My brother Jack was as close to a genius as I have ever known. He was more intelligent than I, more schooled than I, more educated than I (there is a difference), more talented than I, more industrious than I. In fact he was my superior in everything. He knew (and collected) art, antiques, carpets and rugs. He was a very skilled self-taught pianist and mastered the concert-type organ the first time that he sat at the massive keyboard and the foot pedals. He was more than likely the only lawyer in Paris (or France, or, even, the world) to keep and play a harpsichord (Bach, usually) in his office. He was a brilliant conversationalist and writer.

In short, he was a joy to be with. Even when we disagreed.

So one of the secret joys of my life— a secret I can now reveal, since he has died— are those conversations in which I told my brother something that he never knew and he was surprised that I knew something that he never knew, or when I expressed an opinion that differed from his.

Thus it was that on one of my visits to Paris, I went to his office, around noon, at his request. When I entered he was playing a recent CD of Pavarotti. After listening a few moments, I said something to the effect of, "So, you like Pavarotti.”

"Yes,” he responded. “He's the best tenor around."

The face I made must have disturbed him, and he asked, "Why? Don't you think so?” I said that I didn't. He asked why.

“Pavarotti is a shouter,” I said. “He overwhelms the music, the composer is unheard. He is saying, 'Listen to Pavarotti, not the music’.” And words to that effect.

My brother seemed amazed. "Who is better?" he demanded.

I said I preferred José Carreras: “He has a softer voice, a sweeter voice, and he respects the composer's music.”

"You don't know what you’re talking about," Jack replied— his customary discussion-ending retort. I smiled and changed the subject.

Shortly afterward, Jack’s secretary showed in a client. I stood up to leave, as I always did when clients or other lawyers in his firm came in. This time Jack said, "Don't go.

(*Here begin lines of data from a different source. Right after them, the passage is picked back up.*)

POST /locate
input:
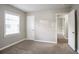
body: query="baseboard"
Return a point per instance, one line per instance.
(11, 44)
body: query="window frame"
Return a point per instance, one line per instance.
(12, 13)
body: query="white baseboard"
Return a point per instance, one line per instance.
(11, 44)
(45, 41)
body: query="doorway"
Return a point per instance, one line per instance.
(62, 28)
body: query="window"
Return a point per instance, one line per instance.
(11, 24)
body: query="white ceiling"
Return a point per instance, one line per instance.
(38, 7)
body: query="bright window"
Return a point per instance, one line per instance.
(11, 24)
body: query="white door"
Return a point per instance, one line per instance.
(30, 27)
(71, 29)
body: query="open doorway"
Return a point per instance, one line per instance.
(62, 28)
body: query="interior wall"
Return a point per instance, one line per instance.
(76, 7)
(46, 24)
(4, 41)
(60, 27)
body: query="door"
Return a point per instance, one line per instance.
(30, 27)
(71, 29)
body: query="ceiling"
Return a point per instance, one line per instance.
(39, 7)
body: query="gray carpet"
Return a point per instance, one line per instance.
(33, 47)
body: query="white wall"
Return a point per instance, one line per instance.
(4, 41)
(45, 25)
(77, 8)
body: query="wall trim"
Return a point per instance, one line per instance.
(43, 41)
(11, 44)
(78, 51)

The three of us are going to lunch." He introduced me to the client and we adjourned to the table and comfortable chairs in one corner of the room, and Jack opened the small fridge and took our drink order. The client asked about me— was I a lawyer? Where did I live?

With the drinks now on the small table, he turned to my brother and said, "I see that you like Pavarotti." My brother replied that he did, and, after a pause, added, "but my brother doesn't." His client said that he agreed with me.

"Who is better?" my brother asked, surprised. The client said, "Oh, José Carreras, of course."

From my end of the triangle, I was facing the client, but I could see my brother's face out of the corner of my eye. The shock was astounding, but I didn't turn my head and I didn't smile. My brother asked, "Why?"

"He doesn't shout, his voice is sweeter, and he respects the music," the client said. It was as if the client had overheard my comments, and he continued in that vein for a while.

My brother stood up to turn off the music, but the client said, "Don't turn it off, but turn it down a bit."

Then, with a nod to me, he began speaking in French, and they conversed a while. The recording came to an end, our drinks finished, Jack got up and said, "Let's go to lunch."

I don't recall much about the lunch, except that it was splendid— my brother was always a grand host and knew his food and his wine. Their conversation was mostly in French and I turned it off. I don't know if he enjoyed the food and wine as much as I did that day, but I know that we never discussed tenors again.